If C2C believes that the use or disclosure of customer information and/or services data is reasonably necessary for one or more enforcement related activities, it may be released to the relevant enforcement body.
C2C may be required to provide customer information and services data to comply with legal reporting, disclosure or other legal process requirements. C2C reserves a right to disclose any customer information and/or services data it has access to if required by law or valid order of a court or other governmental authority, or if needed to protect the health and safety of C2C employees, a customer’s employees, or the general public.

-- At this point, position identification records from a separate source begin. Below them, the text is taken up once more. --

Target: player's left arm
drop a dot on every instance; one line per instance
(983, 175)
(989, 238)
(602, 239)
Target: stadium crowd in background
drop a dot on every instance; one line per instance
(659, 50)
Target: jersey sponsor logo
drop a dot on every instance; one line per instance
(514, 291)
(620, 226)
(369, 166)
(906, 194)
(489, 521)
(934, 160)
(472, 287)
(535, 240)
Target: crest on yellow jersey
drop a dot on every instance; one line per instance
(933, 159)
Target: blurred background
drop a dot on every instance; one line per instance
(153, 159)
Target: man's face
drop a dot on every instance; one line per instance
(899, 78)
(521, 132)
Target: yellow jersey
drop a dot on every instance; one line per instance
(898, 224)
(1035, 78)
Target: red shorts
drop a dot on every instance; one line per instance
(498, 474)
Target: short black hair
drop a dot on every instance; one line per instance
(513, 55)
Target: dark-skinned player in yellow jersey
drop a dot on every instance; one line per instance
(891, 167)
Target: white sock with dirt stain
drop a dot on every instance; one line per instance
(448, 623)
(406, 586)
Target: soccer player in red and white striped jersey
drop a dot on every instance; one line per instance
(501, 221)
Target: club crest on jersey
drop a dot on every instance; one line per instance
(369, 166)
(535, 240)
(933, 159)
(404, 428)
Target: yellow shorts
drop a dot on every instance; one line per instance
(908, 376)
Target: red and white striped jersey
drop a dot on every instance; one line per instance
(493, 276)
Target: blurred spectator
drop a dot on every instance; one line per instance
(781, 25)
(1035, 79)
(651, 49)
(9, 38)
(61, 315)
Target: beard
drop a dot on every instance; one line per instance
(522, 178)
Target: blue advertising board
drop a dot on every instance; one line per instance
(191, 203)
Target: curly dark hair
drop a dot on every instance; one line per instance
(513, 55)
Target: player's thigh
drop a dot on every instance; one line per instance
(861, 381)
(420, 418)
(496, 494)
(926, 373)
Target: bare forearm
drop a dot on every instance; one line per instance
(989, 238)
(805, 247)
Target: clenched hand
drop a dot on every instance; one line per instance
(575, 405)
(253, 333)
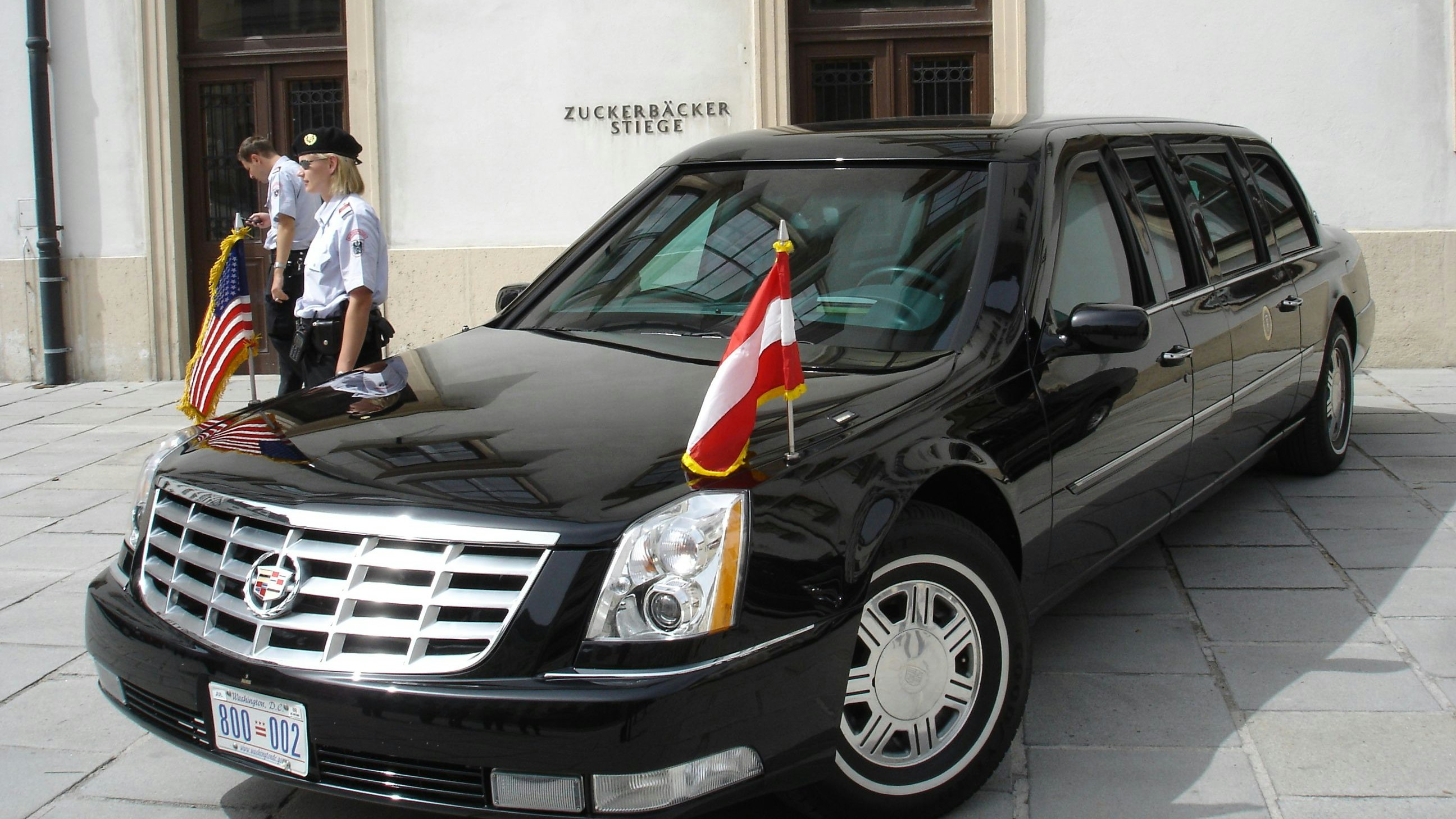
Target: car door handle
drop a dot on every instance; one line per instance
(1176, 356)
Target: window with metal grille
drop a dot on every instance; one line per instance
(315, 104)
(877, 5)
(941, 87)
(842, 89)
(228, 119)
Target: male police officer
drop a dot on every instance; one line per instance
(290, 229)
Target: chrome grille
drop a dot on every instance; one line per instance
(366, 602)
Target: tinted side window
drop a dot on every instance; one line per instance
(1223, 212)
(1152, 197)
(1280, 206)
(1091, 257)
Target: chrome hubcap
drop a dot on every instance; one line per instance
(916, 671)
(1337, 401)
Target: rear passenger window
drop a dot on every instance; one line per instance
(1280, 207)
(1223, 212)
(1152, 195)
(1091, 263)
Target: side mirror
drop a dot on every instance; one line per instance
(1105, 329)
(507, 295)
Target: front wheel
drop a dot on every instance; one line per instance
(1320, 445)
(938, 680)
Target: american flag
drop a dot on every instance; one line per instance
(228, 331)
(255, 436)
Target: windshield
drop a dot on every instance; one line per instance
(881, 256)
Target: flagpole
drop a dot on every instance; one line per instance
(252, 378)
(788, 318)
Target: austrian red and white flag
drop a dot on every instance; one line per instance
(762, 362)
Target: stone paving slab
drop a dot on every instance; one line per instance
(1285, 616)
(31, 777)
(1369, 808)
(1127, 710)
(1391, 548)
(1231, 668)
(1358, 754)
(1322, 677)
(1240, 528)
(1125, 643)
(148, 771)
(1430, 640)
(1410, 592)
(1254, 567)
(1127, 592)
(1164, 783)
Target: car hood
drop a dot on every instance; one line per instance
(574, 429)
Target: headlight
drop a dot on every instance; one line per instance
(142, 503)
(677, 572)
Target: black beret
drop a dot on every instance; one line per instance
(326, 140)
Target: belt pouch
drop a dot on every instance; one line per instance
(301, 339)
(325, 337)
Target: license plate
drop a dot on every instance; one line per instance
(264, 729)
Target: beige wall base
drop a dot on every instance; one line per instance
(1413, 280)
(107, 320)
(436, 292)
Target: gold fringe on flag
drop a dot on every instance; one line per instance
(185, 403)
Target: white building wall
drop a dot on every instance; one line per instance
(476, 149)
(97, 97)
(484, 180)
(99, 190)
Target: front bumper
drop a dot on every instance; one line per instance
(434, 744)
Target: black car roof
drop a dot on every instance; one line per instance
(915, 138)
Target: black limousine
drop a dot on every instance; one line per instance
(475, 577)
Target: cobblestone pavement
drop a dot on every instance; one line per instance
(1289, 650)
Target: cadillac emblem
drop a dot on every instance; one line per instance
(273, 585)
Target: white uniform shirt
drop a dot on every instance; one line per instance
(287, 197)
(348, 251)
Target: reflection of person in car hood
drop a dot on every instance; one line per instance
(379, 386)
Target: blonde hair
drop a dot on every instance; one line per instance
(345, 178)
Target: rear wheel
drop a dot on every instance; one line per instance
(938, 680)
(1320, 445)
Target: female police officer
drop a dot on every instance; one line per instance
(345, 273)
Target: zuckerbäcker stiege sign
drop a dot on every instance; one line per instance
(665, 117)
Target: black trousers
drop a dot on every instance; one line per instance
(281, 321)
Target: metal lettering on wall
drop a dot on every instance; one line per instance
(666, 117)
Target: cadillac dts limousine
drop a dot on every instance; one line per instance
(475, 577)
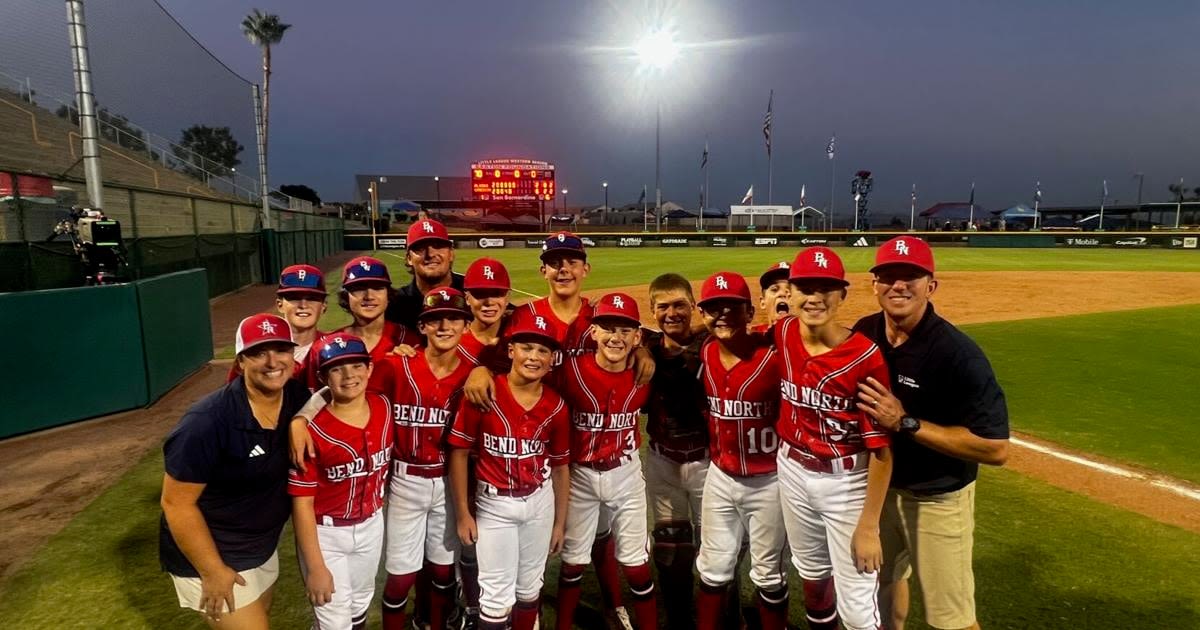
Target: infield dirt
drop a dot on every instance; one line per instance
(53, 474)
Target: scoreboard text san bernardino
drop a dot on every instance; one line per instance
(513, 180)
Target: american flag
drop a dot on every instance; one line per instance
(766, 121)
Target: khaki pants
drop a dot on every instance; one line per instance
(933, 535)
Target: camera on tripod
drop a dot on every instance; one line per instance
(96, 240)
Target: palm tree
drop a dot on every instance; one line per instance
(264, 30)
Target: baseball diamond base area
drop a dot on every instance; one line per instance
(54, 474)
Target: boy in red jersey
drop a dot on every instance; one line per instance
(835, 462)
(606, 469)
(425, 390)
(336, 505)
(741, 376)
(521, 442)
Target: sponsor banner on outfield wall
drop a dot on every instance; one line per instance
(861, 241)
(1186, 243)
(394, 244)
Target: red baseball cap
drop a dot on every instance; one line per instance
(427, 229)
(365, 269)
(724, 286)
(773, 274)
(905, 251)
(487, 274)
(263, 328)
(337, 348)
(617, 306)
(819, 263)
(526, 323)
(443, 301)
(301, 279)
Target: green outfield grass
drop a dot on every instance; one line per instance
(1108, 383)
(1037, 567)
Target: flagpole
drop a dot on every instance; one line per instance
(912, 209)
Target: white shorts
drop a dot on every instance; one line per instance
(622, 492)
(675, 489)
(821, 513)
(258, 580)
(733, 508)
(352, 555)
(420, 523)
(514, 543)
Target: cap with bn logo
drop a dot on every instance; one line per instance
(905, 251)
(817, 263)
(526, 324)
(724, 286)
(618, 306)
(486, 274)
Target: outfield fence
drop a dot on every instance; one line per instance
(162, 232)
(1175, 240)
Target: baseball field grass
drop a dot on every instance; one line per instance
(1044, 558)
(1107, 383)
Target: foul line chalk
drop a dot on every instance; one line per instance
(1183, 491)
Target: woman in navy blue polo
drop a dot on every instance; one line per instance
(225, 496)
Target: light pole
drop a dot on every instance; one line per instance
(605, 214)
(658, 51)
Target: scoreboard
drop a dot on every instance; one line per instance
(513, 180)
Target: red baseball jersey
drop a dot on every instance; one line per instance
(819, 414)
(515, 447)
(348, 477)
(605, 407)
(495, 358)
(743, 405)
(423, 406)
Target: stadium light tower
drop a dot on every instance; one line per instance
(657, 51)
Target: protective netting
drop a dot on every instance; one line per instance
(151, 81)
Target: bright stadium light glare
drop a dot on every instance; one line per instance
(658, 49)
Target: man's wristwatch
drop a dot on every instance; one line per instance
(910, 425)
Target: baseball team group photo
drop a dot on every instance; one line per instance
(918, 358)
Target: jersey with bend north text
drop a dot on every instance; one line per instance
(605, 407)
(348, 477)
(515, 445)
(819, 413)
(423, 406)
(743, 405)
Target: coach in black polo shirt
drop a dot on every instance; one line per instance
(225, 496)
(947, 415)
(431, 261)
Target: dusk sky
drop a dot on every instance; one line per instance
(935, 93)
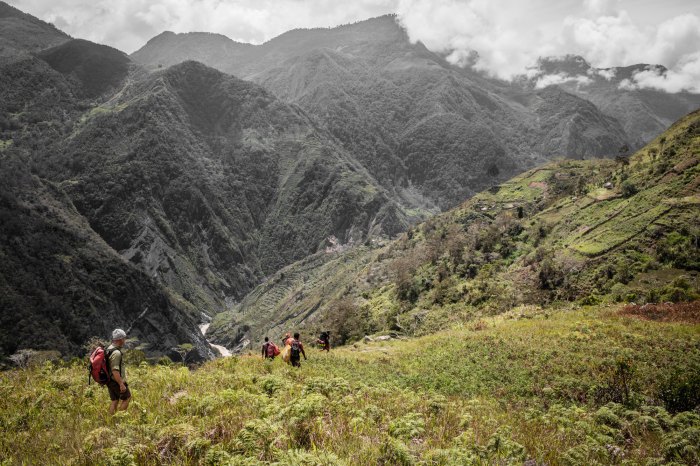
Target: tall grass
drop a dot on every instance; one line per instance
(580, 387)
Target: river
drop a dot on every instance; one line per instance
(223, 351)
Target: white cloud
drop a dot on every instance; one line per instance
(502, 33)
(606, 73)
(129, 24)
(507, 36)
(684, 77)
(561, 78)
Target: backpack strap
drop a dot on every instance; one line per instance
(109, 367)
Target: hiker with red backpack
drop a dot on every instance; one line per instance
(270, 350)
(107, 368)
(324, 341)
(296, 350)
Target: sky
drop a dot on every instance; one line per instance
(503, 38)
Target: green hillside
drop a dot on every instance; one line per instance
(591, 386)
(551, 235)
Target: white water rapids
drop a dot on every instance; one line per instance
(222, 349)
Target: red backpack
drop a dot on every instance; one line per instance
(272, 350)
(98, 368)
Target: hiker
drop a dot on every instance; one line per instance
(117, 386)
(324, 341)
(270, 350)
(295, 351)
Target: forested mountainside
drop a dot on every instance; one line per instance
(570, 231)
(61, 284)
(643, 113)
(415, 120)
(204, 183)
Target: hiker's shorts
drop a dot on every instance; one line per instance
(115, 394)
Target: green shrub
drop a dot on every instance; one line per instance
(682, 446)
(412, 425)
(260, 438)
(450, 457)
(394, 452)
(680, 390)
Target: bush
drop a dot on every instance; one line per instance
(680, 391)
(407, 427)
(628, 189)
(394, 452)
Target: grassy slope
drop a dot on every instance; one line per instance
(551, 234)
(540, 386)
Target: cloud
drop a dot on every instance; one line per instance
(501, 32)
(129, 24)
(685, 77)
(561, 78)
(504, 38)
(606, 73)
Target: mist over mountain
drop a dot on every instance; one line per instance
(154, 191)
(413, 119)
(22, 32)
(197, 181)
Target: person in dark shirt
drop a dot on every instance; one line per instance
(297, 350)
(269, 349)
(324, 341)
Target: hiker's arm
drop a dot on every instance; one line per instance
(118, 378)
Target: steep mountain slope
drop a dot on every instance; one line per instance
(643, 113)
(552, 234)
(202, 181)
(209, 182)
(97, 68)
(60, 284)
(412, 119)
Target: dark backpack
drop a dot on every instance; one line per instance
(271, 350)
(98, 367)
(295, 352)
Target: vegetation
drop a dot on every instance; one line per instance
(569, 231)
(576, 386)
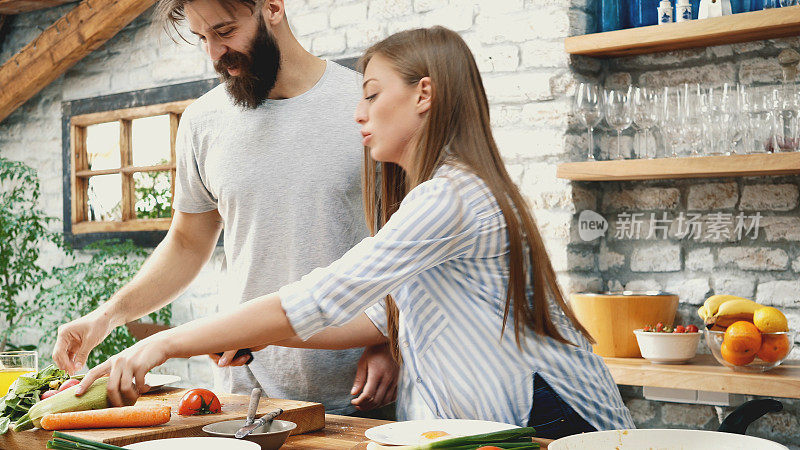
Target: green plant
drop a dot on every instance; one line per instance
(83, 286)
(153, 194)
(23, 234)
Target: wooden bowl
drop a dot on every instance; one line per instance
(611, 317)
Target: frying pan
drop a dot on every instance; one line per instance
(729, 435)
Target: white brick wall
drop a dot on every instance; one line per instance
(529, 79)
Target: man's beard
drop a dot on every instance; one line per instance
(258, 71)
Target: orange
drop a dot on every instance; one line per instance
(736, 358)
(770, 320)
(742, 337)
(774, 347)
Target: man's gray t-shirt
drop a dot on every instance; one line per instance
(286, 179)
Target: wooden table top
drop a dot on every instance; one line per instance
(704, 373)
(340, 432)
(343, 432)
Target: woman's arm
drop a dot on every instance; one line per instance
(257, 322)
(359, 332)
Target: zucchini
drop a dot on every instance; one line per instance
(65, 401)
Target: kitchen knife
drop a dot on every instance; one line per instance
(255, 396)
(241, 352)
(265, 419)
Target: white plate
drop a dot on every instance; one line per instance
(409, 432)
(156, 380)
(196, 443)
(663, 440)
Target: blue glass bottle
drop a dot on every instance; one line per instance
(696, 8)
(644, 13)
(610, 15)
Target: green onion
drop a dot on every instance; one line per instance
(511, 437)
(64, 441)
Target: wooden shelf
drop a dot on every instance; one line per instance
(765, 164)
(743, 27)
(704, 373)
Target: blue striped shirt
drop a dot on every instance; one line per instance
(444, 257)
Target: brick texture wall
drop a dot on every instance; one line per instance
(529, 79)
(763, 268)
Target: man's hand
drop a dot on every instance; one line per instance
(77, 338)
(125, 367)
(376, 378)
(225, 359)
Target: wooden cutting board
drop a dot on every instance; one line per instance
(308, 417)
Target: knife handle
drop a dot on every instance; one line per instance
(241, 352)
(255, 396)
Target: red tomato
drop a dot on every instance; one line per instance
(49, 393)
(199, 401)
(69, 383)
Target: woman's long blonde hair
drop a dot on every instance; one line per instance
(458, 128)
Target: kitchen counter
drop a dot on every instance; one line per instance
(704, 373)
(340, 432)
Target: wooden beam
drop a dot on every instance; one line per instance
(82, 30)
(21, 6)
(4, 21)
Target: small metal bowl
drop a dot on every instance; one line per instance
(271, 438)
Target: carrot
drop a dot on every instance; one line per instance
(126, 416)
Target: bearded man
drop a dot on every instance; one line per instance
(273, 155)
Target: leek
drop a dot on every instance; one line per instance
(65, 401)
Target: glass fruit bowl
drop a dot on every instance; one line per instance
(779, 348)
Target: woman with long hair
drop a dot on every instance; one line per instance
(471, 305)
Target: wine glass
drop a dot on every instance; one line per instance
(672, 114)
(785, 116)
(695, 106)
(589, 107)
(645, 115)
(618, 114)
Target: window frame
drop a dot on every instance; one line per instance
(145, 97)
(124, 108)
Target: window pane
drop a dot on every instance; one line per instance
(105, 198)
(153, 196)
(151, 144)
(102, 145)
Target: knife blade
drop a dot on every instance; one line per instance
(265, 419)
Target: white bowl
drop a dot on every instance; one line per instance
(667, 348)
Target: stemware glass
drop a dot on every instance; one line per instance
(672, 119)
(761, 121)
(618, 114)
(784, 101)
(645, 116)
(695, 106)
(589, 107)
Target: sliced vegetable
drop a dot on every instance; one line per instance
(512, 437)
(25, 392)
(49, 394)
(199, 401)
(64, 441)
(65, 401)
(127, 416)
(68, 384)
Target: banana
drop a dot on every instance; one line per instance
(733, 311)
(728, 320)
(702, 313)
(737, 306)
(713, 303)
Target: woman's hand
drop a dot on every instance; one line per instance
(125, 367)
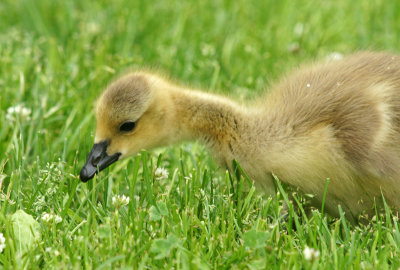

- If We receive a formal written complaint about Our privacy practices We will contact the complainant regarding his or her concerns and attempt to resolve the complaint as soon as possible.
- If you are dissatisfied with the outcome of Our handling of your complaint, you can lodge a privacy complaint with the OAIC. For further information about the OAIC’s privacy complaint handling process, please seehttp://www.oaic.gov.au/privacy/making-a-privacy-complaint
- If you have a complaint against Medicare, the Department of Veterans’ Affairs or another Provider, please contact them directly. We are not responsible for, and will not get involved in any dispute between you and any Provider
- If you have a complaint against a Medical Practice, please contact the Medical Practice directly. We are not responsible for, and do not get involved in any disputes between Medical Patients and Medical Practices.